Pseudo-labeling is a type of semi-supervised learning. It bridges the gap between supervised learning (where all data is labeled) and unsupervised learning (where no data is labeled).
The exact procedure I followed goes as follows:
- We start with a small amount of labeled data and train our model on it.
- The model makes predictions on the unlabeled data.
- We pick the predictions the model is most confident about (e.g., above 95 % confidence) and treat them as if they were actual labels, hoping that they are reliable enough.
- We add this “pseudo-labeled” data to our training set and retrain the model.
- We can repeat this process several times, letting the model learn from the growing pool of pseudo-labeled data.
While this approach may introduce some incorrect labels, the benefit comes from the significantly increased amount of training data.
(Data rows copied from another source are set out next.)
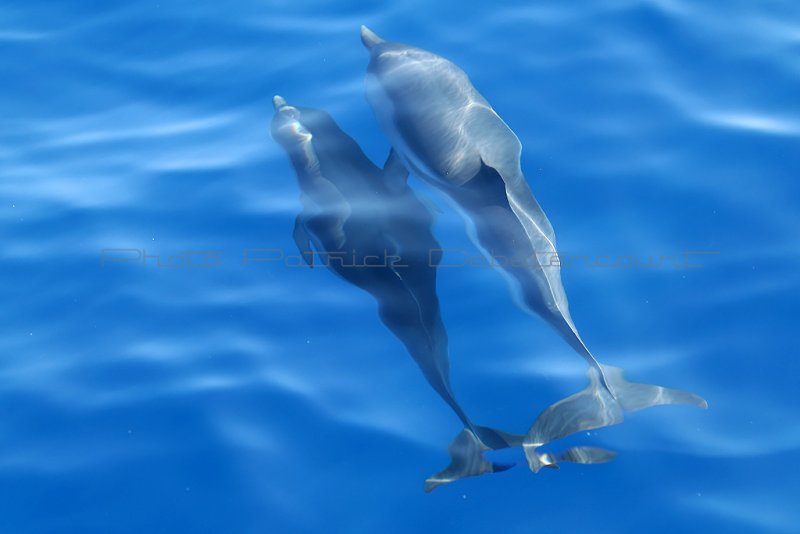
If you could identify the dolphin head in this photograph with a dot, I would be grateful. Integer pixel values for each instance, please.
(370, 38)
(287, 126)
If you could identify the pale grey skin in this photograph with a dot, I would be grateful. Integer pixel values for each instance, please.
(352, 207)
(591, 408)
(447, 134)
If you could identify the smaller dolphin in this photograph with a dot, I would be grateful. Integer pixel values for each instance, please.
(589, 409)
(371, 218)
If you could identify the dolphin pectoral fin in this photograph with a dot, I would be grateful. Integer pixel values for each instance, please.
(302, 240)
(395, 174)
(633, 396)
(466, 460)
(497, 439)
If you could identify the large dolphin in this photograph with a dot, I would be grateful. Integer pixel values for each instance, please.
(447, 134)
(370, 229)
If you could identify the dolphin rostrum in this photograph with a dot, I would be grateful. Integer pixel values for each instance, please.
(447, 134)
(370, 229)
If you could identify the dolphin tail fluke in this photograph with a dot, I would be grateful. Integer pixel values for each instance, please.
(633, 396)
(466, 460)
(369, 38)
(278, 102)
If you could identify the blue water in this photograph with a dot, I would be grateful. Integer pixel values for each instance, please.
(262, 398)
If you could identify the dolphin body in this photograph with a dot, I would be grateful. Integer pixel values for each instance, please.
(370, 229)
(447, 134)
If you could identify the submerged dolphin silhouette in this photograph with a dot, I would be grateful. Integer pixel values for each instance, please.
(446, 133)
(353, 209)
(591, 408)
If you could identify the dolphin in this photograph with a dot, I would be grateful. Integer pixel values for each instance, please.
(589, 409)
(593, 408)
(446, 133)
(370, 229)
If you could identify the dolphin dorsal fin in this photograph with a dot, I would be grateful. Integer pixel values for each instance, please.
(395, 174)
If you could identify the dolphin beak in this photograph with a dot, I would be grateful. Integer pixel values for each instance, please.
(369, 38)
(278, 102)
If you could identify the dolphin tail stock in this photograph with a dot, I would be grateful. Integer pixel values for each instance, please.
(634, 396)
(466, 460)
(576, 455)
(497, 439)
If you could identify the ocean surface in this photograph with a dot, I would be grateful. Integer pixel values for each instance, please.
(225, 396)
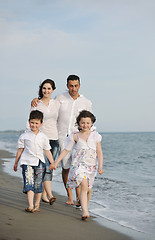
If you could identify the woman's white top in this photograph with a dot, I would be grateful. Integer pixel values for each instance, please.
(34, 146)
(50, 113)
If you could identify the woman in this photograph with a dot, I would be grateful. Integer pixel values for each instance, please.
(49, 109)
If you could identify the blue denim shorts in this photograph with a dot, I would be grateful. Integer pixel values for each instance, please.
(33, 177)
(54, 150)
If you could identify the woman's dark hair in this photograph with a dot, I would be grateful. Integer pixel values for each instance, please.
(41, 86)
(36, 114)
(85, 114)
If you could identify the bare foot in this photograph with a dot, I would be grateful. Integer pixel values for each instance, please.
(69, 202)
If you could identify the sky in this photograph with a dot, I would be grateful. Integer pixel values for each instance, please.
(109, 44)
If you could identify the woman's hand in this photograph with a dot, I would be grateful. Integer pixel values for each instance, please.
(100, 171)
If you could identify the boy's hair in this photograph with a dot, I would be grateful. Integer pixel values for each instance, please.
(72, 78)
(85, 114)
(36, 115)
(42, 84)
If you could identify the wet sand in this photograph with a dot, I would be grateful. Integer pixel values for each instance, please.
(55, 222)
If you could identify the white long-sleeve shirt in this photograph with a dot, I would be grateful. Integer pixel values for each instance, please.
(68, 110)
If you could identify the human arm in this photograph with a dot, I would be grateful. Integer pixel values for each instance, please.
(18, 155)
(50, 158)
(34, 102)
(61, 156)
(100, 157)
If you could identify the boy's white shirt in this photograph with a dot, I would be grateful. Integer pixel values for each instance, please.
(34, 146)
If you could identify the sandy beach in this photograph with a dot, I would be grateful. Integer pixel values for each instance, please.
(58, 221)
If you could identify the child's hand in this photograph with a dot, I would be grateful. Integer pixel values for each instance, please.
(53, 166)
(15, 167)
(100, 171)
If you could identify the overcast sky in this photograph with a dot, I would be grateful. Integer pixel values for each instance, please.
(110, 44)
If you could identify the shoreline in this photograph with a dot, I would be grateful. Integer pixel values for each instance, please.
(58, 221)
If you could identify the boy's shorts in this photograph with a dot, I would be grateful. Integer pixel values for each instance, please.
(33, 177)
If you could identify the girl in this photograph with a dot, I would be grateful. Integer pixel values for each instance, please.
(87, 148)
(49, 109)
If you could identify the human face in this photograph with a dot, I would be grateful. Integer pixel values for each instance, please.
(73, 87)
(47, 90)
(85, 124)
(35, 124)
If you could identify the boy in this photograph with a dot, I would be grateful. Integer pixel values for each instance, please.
(31, 146)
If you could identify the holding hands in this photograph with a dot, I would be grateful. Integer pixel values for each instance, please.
(100, 171)
(53, 166)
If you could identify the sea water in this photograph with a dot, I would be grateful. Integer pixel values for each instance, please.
(125, 193)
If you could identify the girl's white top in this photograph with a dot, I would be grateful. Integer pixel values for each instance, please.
(50, 112)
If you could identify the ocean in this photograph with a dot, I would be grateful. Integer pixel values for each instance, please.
(125, 194)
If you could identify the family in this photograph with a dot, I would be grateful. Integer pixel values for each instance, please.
(62, 126)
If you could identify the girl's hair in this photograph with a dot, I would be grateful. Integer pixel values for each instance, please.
(42, 84)
(85, 114)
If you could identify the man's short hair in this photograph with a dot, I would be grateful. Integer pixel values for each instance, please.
(36, 115)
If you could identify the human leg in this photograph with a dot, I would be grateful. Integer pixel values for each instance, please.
(83, 197)
(77, 190)
(30, 198)
(65, 173)
(39, 172)
(28, 178)
(47, 191)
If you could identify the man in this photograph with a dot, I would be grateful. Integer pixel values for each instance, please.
(70, 104)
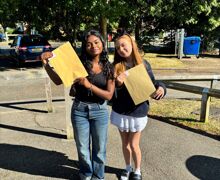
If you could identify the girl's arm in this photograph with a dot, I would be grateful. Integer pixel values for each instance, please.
(52, 74)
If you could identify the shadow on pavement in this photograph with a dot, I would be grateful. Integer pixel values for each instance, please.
(198, 131)
(33, 131)
(40, 162)
(204, 167)
(13, 105)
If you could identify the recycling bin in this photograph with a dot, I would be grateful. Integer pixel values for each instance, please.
(191, 45)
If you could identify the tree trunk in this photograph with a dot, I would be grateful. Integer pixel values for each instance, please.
(103, 27)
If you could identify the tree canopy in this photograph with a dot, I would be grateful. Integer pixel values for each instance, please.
(65, 19)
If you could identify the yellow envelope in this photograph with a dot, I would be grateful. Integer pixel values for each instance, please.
(139, 84)
(67, 64)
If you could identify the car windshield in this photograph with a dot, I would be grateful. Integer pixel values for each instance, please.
(33, 41)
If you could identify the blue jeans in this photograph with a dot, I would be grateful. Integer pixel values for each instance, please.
(90, 124)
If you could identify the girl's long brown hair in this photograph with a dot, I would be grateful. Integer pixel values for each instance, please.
(119, 62)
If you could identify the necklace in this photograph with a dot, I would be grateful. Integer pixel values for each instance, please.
(129, 65)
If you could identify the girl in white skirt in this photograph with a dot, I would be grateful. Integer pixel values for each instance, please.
(130, 119)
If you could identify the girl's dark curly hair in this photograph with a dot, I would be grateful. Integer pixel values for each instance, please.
(86, 59)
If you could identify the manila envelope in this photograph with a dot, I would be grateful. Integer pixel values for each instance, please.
(139, 84)
(67, 64)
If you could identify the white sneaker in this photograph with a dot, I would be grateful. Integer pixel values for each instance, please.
(124, 175)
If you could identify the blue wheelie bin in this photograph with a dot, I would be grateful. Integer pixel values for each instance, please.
(191, 45)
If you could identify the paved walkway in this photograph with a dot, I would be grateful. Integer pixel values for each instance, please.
(33, 145)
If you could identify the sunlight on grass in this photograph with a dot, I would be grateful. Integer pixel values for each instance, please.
(164, 61)
(187, 113)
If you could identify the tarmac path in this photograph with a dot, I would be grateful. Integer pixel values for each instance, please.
(33, 145)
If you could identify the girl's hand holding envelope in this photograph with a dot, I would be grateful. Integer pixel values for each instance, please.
(45, 57)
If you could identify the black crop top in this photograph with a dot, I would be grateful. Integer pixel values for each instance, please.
(85, 95)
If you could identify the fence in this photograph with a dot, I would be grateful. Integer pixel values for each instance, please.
(205, 92)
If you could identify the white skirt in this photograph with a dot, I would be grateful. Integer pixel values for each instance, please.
(128, 123)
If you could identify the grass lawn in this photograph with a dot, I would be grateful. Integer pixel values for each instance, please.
(182, 112)
(187, 114)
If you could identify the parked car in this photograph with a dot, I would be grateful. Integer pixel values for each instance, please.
(28, 48)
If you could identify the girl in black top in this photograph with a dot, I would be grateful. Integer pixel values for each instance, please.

The Echo Chamber Effect: Can Pseudo-Labeling Even Work?
The idea of a model learning from its own predictions might raise some eyebrows. After all, aren’t we trying to create something from nothing, relying on an “echo chamber” where the model simply reinforces its own initial biases and errors?
This concern is valid. It may remind you of the legendary Baron Münchhausen, who famously claimed to have pulled himself and his horse out of a swamp by his own hair — a physical impossibility. Similarly, if a model solely relies on its own potentially flawed predictions, it risks getting stuck in a loop of self-reinforcement, much like people trapped in echo chambers who only hear their own beliefs reflected back at them.
So, can pseudo-labeling truly be effective without falling into this trap?
The answer is yes. While this story of Baron Münchhausen is obviously a fairytale, you may imagine a blacksmith progressing through the ages. He starts with basic stone tools (the initial labeled data). Using these, he forges crude copper tools (pseudo-labels) from raw ore (unlabeled data). These copper tools, while still rudimentary, allow him to work on previously unfeasible tasks, eventually leading to the creation of tools that are made of bronze, iron, and so on. This iterative process is crucial: You cannot forge steel swords using a stone hammer.
Just like the blacksmith, in machine learning, we can achieve a similar progression by:
- Rigorous thresholds: The model’s out-of-sample accuracy is bounded by the share of correct training labels. If 10 % of labels are wrong, the model’s accuracy won’t exceed 90 % significantly. Therefore it is important to allow as few wrong labels as possible.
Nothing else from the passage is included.